Il matrimonio è indissolubile a livello sacramentale, per ragioni di carattere soprannaturale, ma anche il matrimonio naturale conserva per sua natura il carattere di indissolubilità. Questo avviene perché l'amore per sua natura è un patto stabile che tende all'eternità. È possibile che due ragazzi che scoprono veramente che cos'è l'amore non si dicano "ti amerò per sempre"? È possibile che oggi ci sia un amore "a tempo"? L'amore per sua natura tende dunque a creare un patto stabile, ed è una cosa così grande che in molti casi basta questa esperienza per far riscoprire Dio e il suo amore. Nell'amore una persona si rende conto che nella vita ci sono anche gli altri e che ci si deve prendere cura di qualcuno e che si deve dare, non solo ricevere. Il sacramento del matrimonio eleva questo piano naturale in quanto l'amore tra due persone diventa segno dell'amore di Cristo per la Chiesa.
Quando si decide di prepararsi per il matrimonio si decide dunque di condividere la vita con una determinata persona, incluse le malattie, le difficoltà, le incomprensioni e i momenti di crisi. Se si affronta il matrimonio con questa mentalità si riesce a mantenere ben saldo il rapporto fin dall'inizio. Questo rapporto indissolubile si oppone al divorzio, che è una dolorosa rottura del matrimonio. La rottura del matrimonio è una tragedia ed un fallimento, e pertanto non va banalizzato. Le crisi sono presenti in tutti i matrimoni e dipendono dai più svariati motivi, come l'avere un diverso carattere ma anche il vivere in determinate situazioni sociali. I momenti di difficoltà però ci sono sempre stati, solo che oggi non si ha la forza di affrontarli e basta davvero poco perché una coppia possa scoppiare: un litigio, qualche parola di troppo, una difficoltà a comunicare anche perché le psicologie maschili e femminili sono diverse. Spesso molte volte basta poco, un semplice aiuto in un momento di difficoltà come il ricorso a consultori o a persone esperte per riprendere il cammino. Oggi invece si preferisce buttare subito la spugna e pensare ad un nuova unione, sperando di ricostruirsi la vita con un'altra persona. Ma se un matrimonio è fallito, è probabile che fallirà anche il successivo perché anche lì si presenteranno nuovi problemi.

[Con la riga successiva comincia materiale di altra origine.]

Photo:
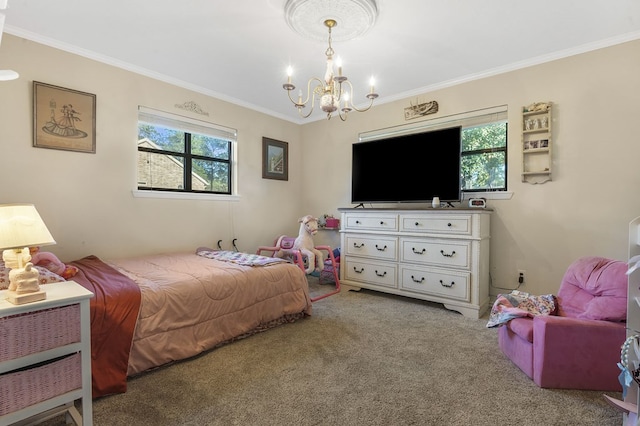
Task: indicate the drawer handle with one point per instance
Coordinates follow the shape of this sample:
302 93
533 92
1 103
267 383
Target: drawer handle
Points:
448 255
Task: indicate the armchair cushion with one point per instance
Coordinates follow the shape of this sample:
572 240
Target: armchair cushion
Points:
591 289
580 347
576 353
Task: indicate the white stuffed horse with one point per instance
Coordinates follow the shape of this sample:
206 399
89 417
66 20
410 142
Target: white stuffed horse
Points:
304 243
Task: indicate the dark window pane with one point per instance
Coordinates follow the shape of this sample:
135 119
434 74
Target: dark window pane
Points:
484 171
210 176
162 138
160 171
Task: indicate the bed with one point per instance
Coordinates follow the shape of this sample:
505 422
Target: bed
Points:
153 310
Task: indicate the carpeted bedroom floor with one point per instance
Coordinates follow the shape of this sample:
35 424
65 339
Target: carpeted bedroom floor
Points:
363 358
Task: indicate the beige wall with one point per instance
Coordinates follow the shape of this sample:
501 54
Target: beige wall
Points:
584 211
87 203
86 199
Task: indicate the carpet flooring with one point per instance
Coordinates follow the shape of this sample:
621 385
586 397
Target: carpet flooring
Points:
362 358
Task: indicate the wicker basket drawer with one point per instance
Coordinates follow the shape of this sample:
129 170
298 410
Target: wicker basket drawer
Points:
39 331
22 388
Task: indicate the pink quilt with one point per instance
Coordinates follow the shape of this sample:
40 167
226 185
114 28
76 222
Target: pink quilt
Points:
191 303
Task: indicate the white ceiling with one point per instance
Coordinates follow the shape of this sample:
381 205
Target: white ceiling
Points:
239 50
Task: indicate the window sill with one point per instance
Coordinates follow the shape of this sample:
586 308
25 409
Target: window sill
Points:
183 195
497 195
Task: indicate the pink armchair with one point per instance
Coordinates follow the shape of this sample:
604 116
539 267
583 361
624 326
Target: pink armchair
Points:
580 347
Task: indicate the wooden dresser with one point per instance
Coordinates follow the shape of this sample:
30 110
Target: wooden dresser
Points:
440 255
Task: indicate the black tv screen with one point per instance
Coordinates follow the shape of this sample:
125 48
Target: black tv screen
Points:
408 168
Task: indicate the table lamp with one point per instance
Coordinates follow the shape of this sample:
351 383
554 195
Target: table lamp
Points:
22 227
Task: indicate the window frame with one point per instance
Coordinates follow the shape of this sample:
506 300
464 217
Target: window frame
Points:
504 149
189 126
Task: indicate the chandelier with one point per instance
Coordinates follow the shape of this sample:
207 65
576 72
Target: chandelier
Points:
333 92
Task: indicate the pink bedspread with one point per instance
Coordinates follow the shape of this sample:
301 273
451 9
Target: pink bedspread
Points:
191 303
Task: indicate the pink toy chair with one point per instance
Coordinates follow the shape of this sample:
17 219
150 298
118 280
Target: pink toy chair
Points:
580 347
284 246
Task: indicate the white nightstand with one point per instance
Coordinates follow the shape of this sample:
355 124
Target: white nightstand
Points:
45 356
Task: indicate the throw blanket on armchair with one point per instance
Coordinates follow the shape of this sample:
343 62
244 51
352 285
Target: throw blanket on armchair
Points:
520 304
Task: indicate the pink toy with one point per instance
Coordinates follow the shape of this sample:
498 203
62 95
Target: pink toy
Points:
51 262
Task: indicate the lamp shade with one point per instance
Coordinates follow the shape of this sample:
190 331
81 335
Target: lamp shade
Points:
21 226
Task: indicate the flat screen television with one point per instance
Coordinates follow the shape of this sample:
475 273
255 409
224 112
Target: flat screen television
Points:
410 168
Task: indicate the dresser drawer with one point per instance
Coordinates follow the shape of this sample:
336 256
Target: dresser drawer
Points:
379 273
447 253
378 247
450 284
26 387
38 331
439 224
371 222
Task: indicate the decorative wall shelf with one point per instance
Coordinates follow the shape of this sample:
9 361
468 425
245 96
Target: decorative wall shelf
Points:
536 142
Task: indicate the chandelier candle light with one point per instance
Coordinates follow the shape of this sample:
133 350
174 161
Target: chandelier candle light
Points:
332 91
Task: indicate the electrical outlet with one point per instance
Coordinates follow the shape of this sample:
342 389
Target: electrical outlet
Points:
521 276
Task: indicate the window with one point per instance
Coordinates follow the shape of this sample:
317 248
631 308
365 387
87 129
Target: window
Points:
179 154
483 160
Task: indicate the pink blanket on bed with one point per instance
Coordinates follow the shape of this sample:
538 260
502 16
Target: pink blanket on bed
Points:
191 303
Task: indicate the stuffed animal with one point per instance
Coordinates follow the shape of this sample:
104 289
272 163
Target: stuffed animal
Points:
51 262
304 243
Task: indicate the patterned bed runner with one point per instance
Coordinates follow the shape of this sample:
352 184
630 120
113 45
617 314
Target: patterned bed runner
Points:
245 259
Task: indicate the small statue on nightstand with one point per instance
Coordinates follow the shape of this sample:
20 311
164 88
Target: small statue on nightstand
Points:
25 280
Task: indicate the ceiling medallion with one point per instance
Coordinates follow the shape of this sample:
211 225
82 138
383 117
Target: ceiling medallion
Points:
307 17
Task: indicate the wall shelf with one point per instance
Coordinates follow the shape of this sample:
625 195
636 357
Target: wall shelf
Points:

L'affiatamento della coppia dunque è un lavoro che va portato avanti e ricostruito quotidianamente. Come è possibile curare il rapporto di coppia? Per esempio con la pratica delle virtù fondamentali: la virtù dell'umiltà, che implica la reciproca sottomissione, la virtù della pazienza, perché i dissapori sono numerosi all'interno della giornata, e la pratica del perdono, perché le mancanze sono tante e se manca il perdono si interrompe il dialogo. Vanno curate anche le manifestazioni di affetto, di gentilezza, di incoraggiamento. Il rispetto reciproco va particolarmente curato e bisogna sempre vigilare affinché non si usino parole offensive o usare forme di violenza: sono cose intollerabili e che vanno sradicate subito sul nascere. La coppia deve avere anche dei tempi in cui stare insieme, parlare e dialogare, ma soprattutto la coppia deve imparare a pregare insieme. Satana è infatti riuscito a rompere la prima coppia affiatata dell'umanità, quella di Adamo ed Eva, i quali dopo il peccato originale iniziarono ad accusarsi a vicenda. La preghiera invece protegge la coppia perché la Madonna dà lo spirito di unità e la dimensione del perdono: come si fa a pregare insieme se infatti non ci si è prima perdonati a vicenda? Non c'è nulla che unisce di più la coppia della preghiera.
Il matrimonio è fedele
Se una persona ha fatto il viveour per tutta la vita è ben difficile che dopo il matrimonio diventi casto. Una ragazza che è andata con questo, quello e quell'altro è ben difficile che diventi una brava moglie. Il matrimonio va preparato con basi molto solide attraverso la pratica della castità, dove si intende innanzitutto la custodia del cuore. Cosa si intende infatti con fedeltà? La fedeltà implica che il cuore è riposto in una determinata persona perché nel matrimonio ci si dona il cuore, e pertanto va custodito. I sentimenti sponsali vanno custoditi solo per una persona e pertanto bisogna essere molto vigili quando si esce dalla famiglia e si va sul lavoro, con gli amici e altre frequentazioni.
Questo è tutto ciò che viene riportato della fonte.